The process of certification goes something like this. A design professional (architect) can, if he/she is knowledgeable enough, design the project with all the necessary components required for “green” certification, or the design professional can engage a certified design professional that is an “expert” in “green” design, product awareness and the certification process. Once the Construction Documents (CD’s) are completed and the project is permitted the applicant retains a certifying provider which in turn provides a qualified “rating/inspecting” individual to verify the compliance of the structure, the siting of the structure and the construction process with the providers documentation. Most types of “green” certification rely on some form of point system.

Certification (and common sense) takes into account how a principal structure is placed on a site. In most residential situations there is little room for variation (as in narrow city lots or TND communities). It is reasonable to say that only the rural format (acreage) would allow for any real site planning. However, if one starts with a smaller footprint and combines it with a larger “subdivision” type of lot, possible variations could occur. One approach would be to select a model structure and then apply some basic site rules to then select the correct site for optimal orientations.

Site Considerations

From a permaculture point of view one would want a site to be as large as possible. From a TND perspective, not so much. Maybe it depends on your lifestyle… If you were to look at the SKY master Plan it would become obvious that Duany made allowances for both options and some in between.

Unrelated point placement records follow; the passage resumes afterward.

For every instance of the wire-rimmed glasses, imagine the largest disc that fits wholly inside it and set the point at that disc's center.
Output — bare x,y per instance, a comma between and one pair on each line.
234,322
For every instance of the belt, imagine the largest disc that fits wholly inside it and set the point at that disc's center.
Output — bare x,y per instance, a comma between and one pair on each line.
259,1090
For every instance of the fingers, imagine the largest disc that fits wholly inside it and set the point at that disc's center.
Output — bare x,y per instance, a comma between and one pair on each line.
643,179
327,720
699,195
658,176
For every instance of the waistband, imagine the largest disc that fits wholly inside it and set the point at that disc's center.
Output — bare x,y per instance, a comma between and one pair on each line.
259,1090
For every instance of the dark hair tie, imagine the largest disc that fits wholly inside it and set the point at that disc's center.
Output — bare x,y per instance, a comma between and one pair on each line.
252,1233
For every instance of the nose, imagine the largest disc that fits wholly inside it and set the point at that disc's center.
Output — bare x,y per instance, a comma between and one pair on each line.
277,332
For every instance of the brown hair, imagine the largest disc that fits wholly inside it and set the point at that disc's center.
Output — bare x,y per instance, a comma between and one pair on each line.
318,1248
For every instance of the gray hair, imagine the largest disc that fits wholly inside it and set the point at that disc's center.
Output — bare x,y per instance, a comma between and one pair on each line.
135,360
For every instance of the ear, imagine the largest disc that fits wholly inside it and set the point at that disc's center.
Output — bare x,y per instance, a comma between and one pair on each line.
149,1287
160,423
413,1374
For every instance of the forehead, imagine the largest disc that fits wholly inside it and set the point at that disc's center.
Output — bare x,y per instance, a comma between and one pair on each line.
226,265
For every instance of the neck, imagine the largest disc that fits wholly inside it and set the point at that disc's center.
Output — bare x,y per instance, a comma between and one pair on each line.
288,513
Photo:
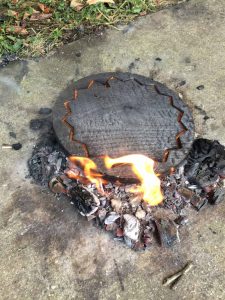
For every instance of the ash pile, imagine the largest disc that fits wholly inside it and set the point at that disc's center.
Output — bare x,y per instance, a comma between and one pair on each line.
196,183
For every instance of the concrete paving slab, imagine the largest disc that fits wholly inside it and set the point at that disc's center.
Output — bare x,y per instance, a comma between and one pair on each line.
47,250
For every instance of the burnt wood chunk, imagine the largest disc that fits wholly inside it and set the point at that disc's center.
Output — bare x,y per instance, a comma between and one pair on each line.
198,202
85,201
218,196
167,232
118,114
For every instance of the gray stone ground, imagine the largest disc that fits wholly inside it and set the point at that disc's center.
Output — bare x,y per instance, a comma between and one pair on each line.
47,250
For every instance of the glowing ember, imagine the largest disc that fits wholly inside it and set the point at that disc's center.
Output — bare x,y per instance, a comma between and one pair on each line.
142,166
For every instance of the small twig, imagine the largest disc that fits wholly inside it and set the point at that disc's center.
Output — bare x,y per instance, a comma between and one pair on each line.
173,279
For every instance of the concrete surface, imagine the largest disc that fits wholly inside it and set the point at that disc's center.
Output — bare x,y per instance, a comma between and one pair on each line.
47,250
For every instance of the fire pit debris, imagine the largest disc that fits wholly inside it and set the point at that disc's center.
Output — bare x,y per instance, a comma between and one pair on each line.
119,207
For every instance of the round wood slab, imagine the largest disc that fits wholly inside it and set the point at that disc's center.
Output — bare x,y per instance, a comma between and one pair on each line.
117,114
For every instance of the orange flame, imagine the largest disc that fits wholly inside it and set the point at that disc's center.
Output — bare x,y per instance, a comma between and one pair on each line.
142,166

The proper site will allow the principal structure to be situated with the majority of its roof to face south. This is done to accommodate solar water heating devices and PV panel placement on the roof. With a simple gable roof the ridge should run east-west. It is interesting to note that as the efficiency of PV increases and the cost decreases PV placement will have less and less importance since, at our latitude, the sun can be accessible, for the most part, when the panels are horizontal. If the site axis was north-south and the building ridge was east-west then the largest green portion of the lot, possibly oriented toward the kitchen, would accommodate the garden.